The Factory pattern


I am currently whacking through some code to update an application. This is a normal part of life for the developer. In the code, however, I found the following method:

ServiceFactory.GetSim(...)

This may not cause any flags to fly intially, but the factory is designed to return an instance of a service. Did that one hit you?

If not, let me explain. The Factory pattern, in object oriented programming, is similar to a real world factory. When you go to a real world factory, they create products. When you code using a factory method, you return objects. If you want to be completely anal, you would have an abstract factory with at least one concrete factory. Regardless, the job of the factory is to return objects.

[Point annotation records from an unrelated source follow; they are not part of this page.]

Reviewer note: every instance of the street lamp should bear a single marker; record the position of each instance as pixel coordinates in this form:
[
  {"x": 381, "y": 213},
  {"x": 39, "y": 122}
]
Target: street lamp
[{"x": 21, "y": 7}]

Okay, so this method returns SIM objects. What is wrong with that? Easy. It is not a SIM factory, it is a service factory. The proper use of the factory is to return a service instance. When you start munging it up with other types of factory calls, you muddle the code. It would be like calling the UPS and asking for some Purina dog chow. While USP might be the service that delivers the dog chow, they do not manufacture it. In the same manner, a service factory (UPS) should not have methods for returning SIMs (dog chow).

Yes, this may seem a bit overboard, but I am currently trying to duplicate a pattern and I find it completely obfuscated in the code. UPS might be able to deliver anything I ask them, by placing the order (if they had that service), but it is better for me to call Purina directly after arranging shipping. Yes, the analogy sucks, but it got you thinking.